Book5

Zothique (1970)

Clark Ashton Smith isn’t mentioned in the Dungeon Masters Guide’s Appendix N. If that seems an oversight, that’s because it is: Gygax hadn’t read Smith’s work in 1979. Had he, Gygax would have discovered that Smith has more in common with fantasy than Lovecraft, is more philosophically varied than Howard and matches Leiber for bejeweled decadence. His prose, however, is dense, narcotic and waxes poetic, so perhaps it would have been a poor match in that regard.

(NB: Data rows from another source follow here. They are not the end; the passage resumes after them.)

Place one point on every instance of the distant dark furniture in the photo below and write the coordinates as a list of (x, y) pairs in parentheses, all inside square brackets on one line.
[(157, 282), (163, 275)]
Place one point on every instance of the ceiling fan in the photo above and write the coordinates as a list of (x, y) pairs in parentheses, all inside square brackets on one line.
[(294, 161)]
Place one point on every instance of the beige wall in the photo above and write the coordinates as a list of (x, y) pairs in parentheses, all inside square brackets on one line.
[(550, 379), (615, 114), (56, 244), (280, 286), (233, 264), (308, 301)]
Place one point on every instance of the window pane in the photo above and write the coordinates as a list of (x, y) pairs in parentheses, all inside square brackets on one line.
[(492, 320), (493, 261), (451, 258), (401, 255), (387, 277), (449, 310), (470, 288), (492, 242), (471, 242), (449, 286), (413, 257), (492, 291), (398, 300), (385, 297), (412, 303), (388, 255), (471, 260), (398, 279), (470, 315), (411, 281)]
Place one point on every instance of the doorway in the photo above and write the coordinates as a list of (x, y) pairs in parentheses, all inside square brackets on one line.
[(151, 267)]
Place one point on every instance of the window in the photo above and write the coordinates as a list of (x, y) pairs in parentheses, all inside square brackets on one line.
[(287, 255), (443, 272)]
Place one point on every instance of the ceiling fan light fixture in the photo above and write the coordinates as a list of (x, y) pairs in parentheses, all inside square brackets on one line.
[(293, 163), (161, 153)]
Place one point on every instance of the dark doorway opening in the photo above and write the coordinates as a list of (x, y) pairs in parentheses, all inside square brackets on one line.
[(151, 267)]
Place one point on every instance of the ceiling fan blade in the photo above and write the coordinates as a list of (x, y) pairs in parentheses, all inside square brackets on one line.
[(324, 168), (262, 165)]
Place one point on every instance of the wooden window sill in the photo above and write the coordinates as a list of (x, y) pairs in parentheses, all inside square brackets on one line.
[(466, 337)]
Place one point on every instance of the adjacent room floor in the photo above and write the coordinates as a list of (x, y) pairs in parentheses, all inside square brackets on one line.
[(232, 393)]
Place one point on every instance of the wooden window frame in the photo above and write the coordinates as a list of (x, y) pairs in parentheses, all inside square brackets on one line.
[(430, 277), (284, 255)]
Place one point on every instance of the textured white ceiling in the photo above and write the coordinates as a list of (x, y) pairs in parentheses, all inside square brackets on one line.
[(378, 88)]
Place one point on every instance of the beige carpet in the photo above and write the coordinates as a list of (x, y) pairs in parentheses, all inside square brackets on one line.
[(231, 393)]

Still, any one of Smith’s settings has much for D&D to draw on. There’s ancient Hyperborea, with its dinosaurs and its looming doom of the ice age, or Averoigne, a fictional region of medieval France full of black magic and werewolves and worse. This 1970 Ballantine paperback collects all the stories of Zothique, a future continent of our own earth, returned to a more primitive age and where the dead outnumber the living by a vast margin. There’s a story called “The Empire of the Necromancers,” for Pete’s sake. It doesn’t get much more D&D than that.

The only D&D publication I know of that directly references Smith’s stories is the X-Series module Castle Amber, set in Averoigne and full of hallucinatory set pieces. For people who have read Smith, it is easy to forget that he remains relatively unknown compared to his fellow pulp authors. Consider this my small attempt to encourage you to try Smith, the greatest fantasy author to not influence D&D.

Bonus Fact: The amazing cover painting by George Barr also appears as the cover of the occult metal band Blood Ceremony’s self-titled debut LP, which you should check out if you’re into any combination of metal, witchcraft and flutes.